Whether ETH is purchased through an exchange or at a coffee shop, a buyer must have a way to store it. Exchanges provide wallets where customers can keep their coins. Unfortunately, exchange-based “hot wallets” are tempting targets for hackers, and not every exchange will be able or willing to compensate a customer for a loss.
It’s safer to use a desktop or web-based wallet. Going off-exchange shifts some responsibility from exchange to customer, but this is a small price to pay for peace of mind. Those who hold large amounts of ETH should store their coins offline in a hardware wallet.
HODLers, or investors who buy and hold cryptocurrency, keep ETH because they believe in Ethereum and expect the value of their tokens to rise. Their perspective steels them through negative news events like the DAO hack, which sent ETH tumbling by nearly 50%. The following year, the token set highs at levels beyond anything seen before the breach.
Active traders keep ETH to sell for short-term gain. Some traders consider fundamentals like developer activity and rates of Dapp adoption, but most rely on technical analysis to time their transactions.
While ETH can be sold directly for fiat, not every exchange provides a fiat off-ramp. This can make it difficult to lock in profits. When there is no off-ramp, options include hopping exchanges or trading for a stablecoin that is pegged to fiat.
For holders who are neither bona fide HODLers nor active traders, there are brick-and-mortar businesses that accept ETH for physical goods and services. However, most opportunities to spend the token will be found on the Ethereum network, where it can be used to develop and engage with Dapps.
For DeFi to succeed, the network must first undergo a series of upgrades. At the time of this writing, Ethereum does not scale. It is unable to efficiently process high volumes of requests from its users. Developers are working on solutions, but these will take time to test and implement.
The two most promising solutions are Proof-of-Stake (PoS) and sharding. PoS is a modern consensus mechanism that is more efficient than Proof-of-Work, the mechanism on which the network currently relies.

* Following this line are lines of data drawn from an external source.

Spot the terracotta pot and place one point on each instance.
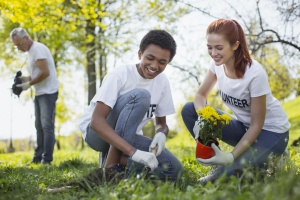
(203, 151)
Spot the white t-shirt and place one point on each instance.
(237, 93)
(50, 84)
(124, 79)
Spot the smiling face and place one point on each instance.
(153, 61)
(220, 49)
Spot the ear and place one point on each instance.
(236, 45)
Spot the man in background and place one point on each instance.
(43, 77)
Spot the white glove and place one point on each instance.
(145, 158)
(24, 86)
(159, 140)
(220, 158)
(197, 127)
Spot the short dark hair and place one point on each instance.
(160, 38)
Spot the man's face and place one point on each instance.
(21, 43)
(153, 61)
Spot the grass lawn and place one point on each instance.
(19, 180)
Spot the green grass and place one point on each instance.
(19, 180)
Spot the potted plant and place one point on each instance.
(211, 124)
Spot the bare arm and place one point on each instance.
(100, 125)
(204, 90)
(44, 72)
(258, 113)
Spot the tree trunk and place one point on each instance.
(90, 55)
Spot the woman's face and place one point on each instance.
(153, 61)
(220, 50)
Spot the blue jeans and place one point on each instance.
(124, 118)
(44, 123)
(267, 143)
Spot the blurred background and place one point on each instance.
(90, 38)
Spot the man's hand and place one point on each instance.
(24, 86)
(145, 158)
(197, 127)
(220, 158)
(159, 140)
(25, 79)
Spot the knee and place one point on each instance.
(141, 95)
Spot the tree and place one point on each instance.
(281, 82)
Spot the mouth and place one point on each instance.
(217, 59)
(151, 71)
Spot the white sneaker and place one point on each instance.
(213, 175)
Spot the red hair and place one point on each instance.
(233, 32)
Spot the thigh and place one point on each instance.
(233, 132)
(95, 141)
(47, 106)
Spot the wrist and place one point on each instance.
(133, 153)
(233, 156)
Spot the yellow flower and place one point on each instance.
(211, 128)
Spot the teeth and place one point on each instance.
(151, 71)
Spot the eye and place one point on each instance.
(163, 62)
(150, 57)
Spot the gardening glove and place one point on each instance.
(24, 86)
(197, 127)
(158, 142)
(145, 158)
(25, 79)
(220, 158)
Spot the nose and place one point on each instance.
(214, 52)
(154, 64)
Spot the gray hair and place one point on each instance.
(18, 32)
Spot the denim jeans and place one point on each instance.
(44, 123)
(267, 143)
(124, 118)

Sharding refers to a division of labor among nodes that relieves them of the burden to carry complete copies of the blockchain. Instead, nodes will maintain subsets of blocks and reach out to other nodes on an as-needed basis.

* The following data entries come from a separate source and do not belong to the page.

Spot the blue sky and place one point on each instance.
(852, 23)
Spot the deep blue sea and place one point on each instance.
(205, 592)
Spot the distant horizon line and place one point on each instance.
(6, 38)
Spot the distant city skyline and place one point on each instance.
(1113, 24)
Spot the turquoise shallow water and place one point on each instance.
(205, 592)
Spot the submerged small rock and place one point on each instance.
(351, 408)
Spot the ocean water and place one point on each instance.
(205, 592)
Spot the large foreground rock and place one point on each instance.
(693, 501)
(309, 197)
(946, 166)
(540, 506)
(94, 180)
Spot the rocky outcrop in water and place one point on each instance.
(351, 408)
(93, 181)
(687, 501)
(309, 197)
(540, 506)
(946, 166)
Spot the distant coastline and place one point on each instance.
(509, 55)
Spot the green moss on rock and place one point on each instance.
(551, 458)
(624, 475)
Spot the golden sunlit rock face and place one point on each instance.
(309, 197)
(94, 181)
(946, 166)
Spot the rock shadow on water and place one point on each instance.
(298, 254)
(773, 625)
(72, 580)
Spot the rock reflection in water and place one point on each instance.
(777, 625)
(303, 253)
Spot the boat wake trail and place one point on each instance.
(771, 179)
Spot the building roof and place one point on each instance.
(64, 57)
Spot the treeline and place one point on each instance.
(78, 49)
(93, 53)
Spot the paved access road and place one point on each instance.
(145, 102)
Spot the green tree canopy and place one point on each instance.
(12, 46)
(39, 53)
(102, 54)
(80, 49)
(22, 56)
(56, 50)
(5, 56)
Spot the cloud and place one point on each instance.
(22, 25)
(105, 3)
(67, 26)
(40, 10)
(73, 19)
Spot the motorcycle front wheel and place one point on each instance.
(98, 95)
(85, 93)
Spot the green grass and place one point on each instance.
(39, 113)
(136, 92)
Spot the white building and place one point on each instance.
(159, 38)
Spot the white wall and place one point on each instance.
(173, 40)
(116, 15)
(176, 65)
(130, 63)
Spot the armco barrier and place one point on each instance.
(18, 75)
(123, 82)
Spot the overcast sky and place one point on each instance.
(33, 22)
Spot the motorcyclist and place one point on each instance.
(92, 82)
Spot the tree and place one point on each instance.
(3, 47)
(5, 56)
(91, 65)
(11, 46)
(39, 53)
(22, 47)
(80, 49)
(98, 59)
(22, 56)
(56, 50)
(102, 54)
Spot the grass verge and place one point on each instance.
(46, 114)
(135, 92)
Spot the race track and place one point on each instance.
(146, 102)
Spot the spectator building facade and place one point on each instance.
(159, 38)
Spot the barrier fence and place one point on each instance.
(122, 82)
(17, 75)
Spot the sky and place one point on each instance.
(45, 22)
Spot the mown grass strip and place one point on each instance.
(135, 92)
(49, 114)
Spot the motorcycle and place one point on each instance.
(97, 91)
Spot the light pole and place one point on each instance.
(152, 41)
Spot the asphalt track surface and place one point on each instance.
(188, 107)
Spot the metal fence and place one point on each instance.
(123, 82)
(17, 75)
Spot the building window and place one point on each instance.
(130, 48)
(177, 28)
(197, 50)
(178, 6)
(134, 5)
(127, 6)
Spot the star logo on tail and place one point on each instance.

If Ethereum can’t solve scaling, it will lose its DeFi Dapps to a blockchain that can securely manage thousands of transactions per second. If it does scale, the applications will remain, and ETH could blast past all-time highs.

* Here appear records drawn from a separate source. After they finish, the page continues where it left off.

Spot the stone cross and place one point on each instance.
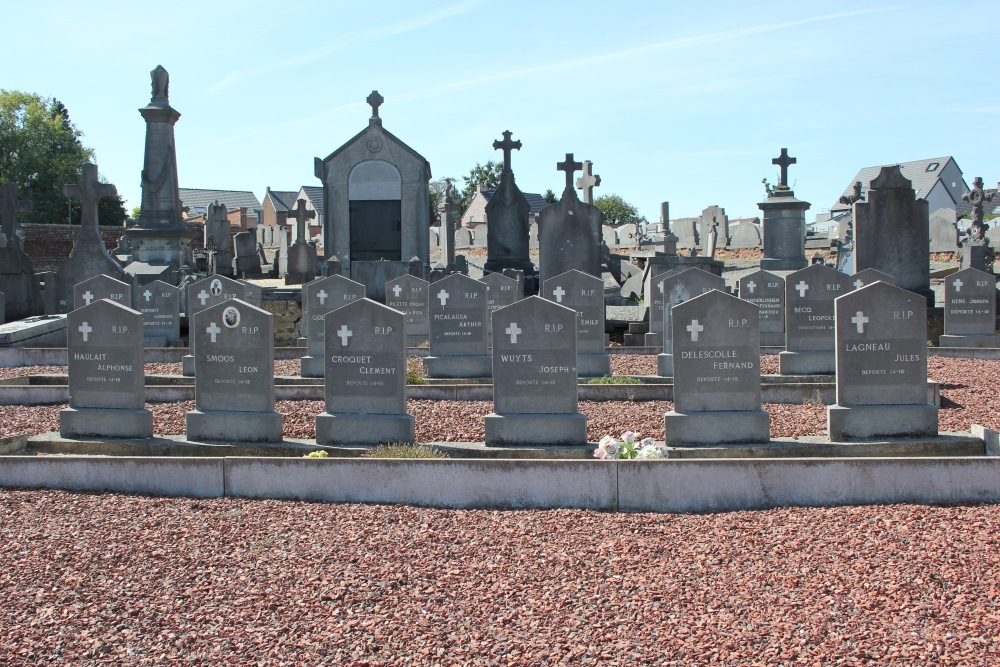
(694, 329)
(10, 206)
(375, 100)
(783, 161)
(301, 214)
(344, 334)
(570, 167)
(588, 181)
(506, 146)
(89, 191)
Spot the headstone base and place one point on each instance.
(475, 366)
(772, 338)
(712, 428)
(105, 423)
(593, 365)
(513, 430)
(312, 367)
(807, 363)
(233, 427)
(871, 421)
(665, 365)
(364, 429)
(969, 341)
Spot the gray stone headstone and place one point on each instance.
(366, 376)
(767, 291)
(234, 375)
(970, 298)
(101, 287)
(319, 297)
(809, 323)
(891, 232)
(534, 373)
(409, 295)
(881, 365)
(106, 373)
(160, 305)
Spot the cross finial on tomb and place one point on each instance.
(506, 146)
(570, 167)
(10, 206)
(783, 161)
(588, 181)
(89, 191)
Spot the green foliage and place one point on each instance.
(40, 151)
(399, 450)
(615, 379)
(487, 175)
(617, 211)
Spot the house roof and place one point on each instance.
(233, 199)
(315, 195)
(923, 174)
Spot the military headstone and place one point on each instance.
(366, 377)
(678, 288)
(409, 295)
(767, 291)
(458, 342)
(810, 339)
(105, 374)
(534, 376)
(881, 366)
(234, 375)
(584, 294)
(970, 310)
(716, 351)
(101, 287)
(160, 305)
(319, 297)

It is difficult to predict how many ETH will be around in 5 or 10 years’ time. The transition to PoS could fail, permitting millions of new tokens. Alternatively, if PoS happens, it would effectively cap the supply. Regardless, Ethereum has already done more than any platform to increase the range of cryptocurrency options. Thousands of projects have launched from the network as ICOs, or initial coin offerings. Some have left for their own blockchains, but most have stayed put.
The ICO boom was made possible by Ethereum’s development of the ERC-20 standard, a protocol for token issuance that acts as readymade infrastructure for blockchain-based businesses. Projects that adhere to the standard enjoy interoperability with other ERC-20 tokens and are simpler to list on exchanges. The standard also ensures that tokens will be compatible with desktop, web-based, and hardware wallets.
The network has since created additional standards such as ERC-721 and ERC-1155. The former facilitates the ownership and transfer of digital collectibles. The latter allows a single smart contract to govern fungible tokens like ERC-20 cryptocurrencies and one-of-a-kind ERC-721 tokens. This flexibility could boost network efficiency as it enables transactions to include multiple data types.